Editorial Ta Nea: Deciding new sanctions against Russia

The sixth package of EU sanctions against Russia, which the European Commission is now preparing, involves difficult decisions.

The gradual embargo on Russian oil that apparently will be included represents an additional, serious trial for the 27 member-states, some of which are more dependent on Russian crude oil than others.

The pursuit of a consensus on the list of sanctions, with the approval of Germany, which has recently toughened its stance, indicates that the EU has realised that this is a critical juncture.

The Union has often been accused of moving like a slow, bureaucratic ship, with captains who prefer to debate how to avoid hitting an iceberg instead of turning the helm in a timely manner.
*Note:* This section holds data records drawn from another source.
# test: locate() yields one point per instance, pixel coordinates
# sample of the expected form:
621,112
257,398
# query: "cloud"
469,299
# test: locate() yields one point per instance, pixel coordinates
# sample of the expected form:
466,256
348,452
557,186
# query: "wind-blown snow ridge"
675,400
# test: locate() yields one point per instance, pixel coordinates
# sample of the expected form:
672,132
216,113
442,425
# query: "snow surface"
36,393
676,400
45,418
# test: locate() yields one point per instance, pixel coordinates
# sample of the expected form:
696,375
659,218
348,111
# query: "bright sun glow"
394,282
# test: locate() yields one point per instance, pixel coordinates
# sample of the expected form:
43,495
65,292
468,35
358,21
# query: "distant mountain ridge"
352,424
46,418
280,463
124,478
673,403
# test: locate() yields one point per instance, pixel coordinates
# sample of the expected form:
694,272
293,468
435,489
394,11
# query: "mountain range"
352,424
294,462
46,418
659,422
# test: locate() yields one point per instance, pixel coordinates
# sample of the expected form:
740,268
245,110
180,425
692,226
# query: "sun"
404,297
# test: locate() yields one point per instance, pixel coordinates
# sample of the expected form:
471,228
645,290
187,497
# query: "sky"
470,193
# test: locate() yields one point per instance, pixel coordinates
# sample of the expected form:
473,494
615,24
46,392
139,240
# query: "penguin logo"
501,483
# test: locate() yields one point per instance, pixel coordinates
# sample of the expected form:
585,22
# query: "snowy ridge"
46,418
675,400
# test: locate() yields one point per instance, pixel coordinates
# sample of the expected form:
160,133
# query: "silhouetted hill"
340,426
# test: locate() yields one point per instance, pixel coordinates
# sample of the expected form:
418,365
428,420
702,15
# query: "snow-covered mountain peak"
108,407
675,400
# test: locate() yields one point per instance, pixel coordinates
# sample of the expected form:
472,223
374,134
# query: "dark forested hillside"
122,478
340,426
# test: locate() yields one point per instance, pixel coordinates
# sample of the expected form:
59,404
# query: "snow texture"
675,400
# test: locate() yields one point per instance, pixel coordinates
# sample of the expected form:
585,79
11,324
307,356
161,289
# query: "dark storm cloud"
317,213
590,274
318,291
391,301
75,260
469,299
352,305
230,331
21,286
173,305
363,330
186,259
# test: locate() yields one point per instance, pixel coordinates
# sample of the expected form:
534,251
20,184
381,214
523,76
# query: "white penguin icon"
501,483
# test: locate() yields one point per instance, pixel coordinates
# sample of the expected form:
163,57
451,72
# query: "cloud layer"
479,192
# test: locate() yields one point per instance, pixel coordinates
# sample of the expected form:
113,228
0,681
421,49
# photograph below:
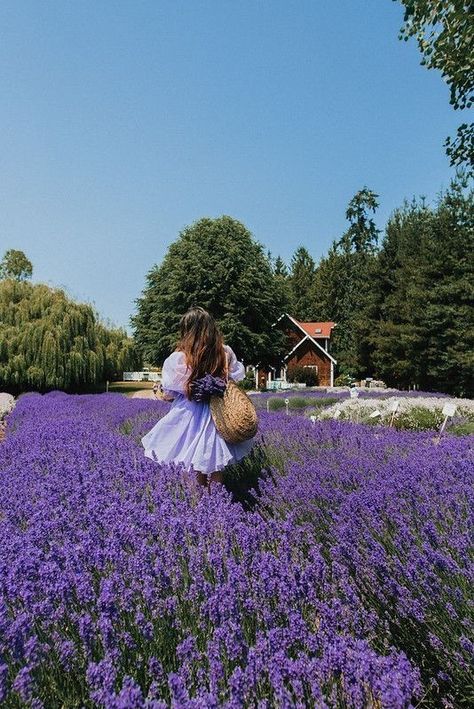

In the case of Ukraine, albeit with a minor delay, Europe adopted a clear stance and proceeded with actions that played an important role in isolating Russia. Its decisions must continue to move in this direction.

The clearer and more unified the decisions, the stronger Brussels’ message to Moscow will be.

There is no other solution.

The West has chosen sanctions as the means to pressure Russia to end the war in Ukraine, and it must pursue this path to the very end, without backpedaling and second thoughts.

The forthcoming sanctions may be the greatest European blow to the Russian economy, as the EU is one of the basic buyers of Russian energy.

The decisions, however, must be bold.